Fedora Podcast Episode 03

Langdon White talks about Fedora Modularity

Eduard Lucena:

[00:07] Welcome back to the Fedora podcast. This is episode three. I'm here with Langdon White, leader of the Modularity objective in Fedora. He is going to talk about what is Modularity. Welcome, Langdon.

Langdon White:

[00:20] Thanks for having me.


[00:22] We have this thing called Modularity that we are trying to push really hard. We want you to explain what is Modularity?


[00:31] If you've ever used a Linux distribution before, you know that there are many users who run into what we often refer to as too fast and the too slow problem.

[00:42] What that means is for, let's say, a developer, they want the bleeding-edge version or the cutting-edge version of some toolchain, and it may not actually be in the distribution yet because it's not considered stable.

[00:58] That is a problem for the developer, because that means they have to go hand build those components and deliver them themselves, and then maintain them, etc., and then hope that the version that they decided to settle on is the one the distribution picks up the next time the distribution changes usually major versions.

[01:19] That's the too slow problem. The too fast problem is when you have your application, and it's running on some kind of current version of some toolchain, and the distribution leapfrogs you. In other words, the distribution releases a major version. Now they have the newest version of that toolchain, and now your stuff doesn't work. What do you do?

[01:41] Right now, there's lots of different ways to try and solve that problem. One way is to pin to an old version. One is to go manually hand build stuff. Things like copper start to relieve this problem a little bit. Depending on what you're trying to accomplish, maybe in both directions, usually more forward than backward.

[02:00] This is the crux of the problem that we're trying to solve. We're also using the solution to that problem to try to also simplify what we understand about the overall distribution, and components of it, and how it comes together more generic. Let's put it less tightly coupled to, say, straight RPMs.

[02:27] We have a very defined delivery process for the RPMs distribution. We need to be able to deliver other things more simply. Things like containers, or things like the different editions of Fedora. We get locked into how we deliver those things based on the way we traditionally build Fedora over time.

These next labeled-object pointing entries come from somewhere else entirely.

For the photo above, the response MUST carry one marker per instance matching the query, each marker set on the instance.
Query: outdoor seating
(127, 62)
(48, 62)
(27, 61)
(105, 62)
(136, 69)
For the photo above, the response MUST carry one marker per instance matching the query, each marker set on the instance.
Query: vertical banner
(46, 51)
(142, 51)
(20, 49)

[02:47] Modularity allows us to have more flexibility in our build of the structure as well. Those are the two big aspects of it. There's a lot of side benefits as well. For example, it simplifies container construction for individual users, and things like that. There's a lot of niceties that happen as a result.

[03:05] That's roughly what Modularity is.


[03:09] The first thing that comes to mind when you see Modularity is modules. It's related in some way? We have modules that work?


[03:19] Modules, yeah. The reason it's called Modularity is because what we're trying to do is instead of looking at things that you are interested in at the RPM level as a user, when you look at it at the RPM level, it's very, very small. It's very hard to understand that, what you need at an RPM level.

[03:40] We have various mechanisms through RPM to try to bring those other levels or 50 to say we do things like metapackages, or yum groups. That's how we try to solve some problems about discoverability and ease of use.

[03:57] If what you actually want is an application, you don't want an individual library, you want Apache, you want Firefox, you don't care whether or not it has library X, Y, or Z. Most users are in that condition.

[04:10] Maybe there are some, when you have a developer use case, maybe there are some edge cases to that, but generally speaking, even a developer, when they're trying to do some sort of web application, they want their Apache, and they want MariaDB, and their PHP.

[04:27] They don't generally care about the details within that, except to maybe add a few libraries. What we do is we try to have a description that is kind of like a yum group and kind of like a meta package, but tries to fall in between, where you just grab this thing called a module.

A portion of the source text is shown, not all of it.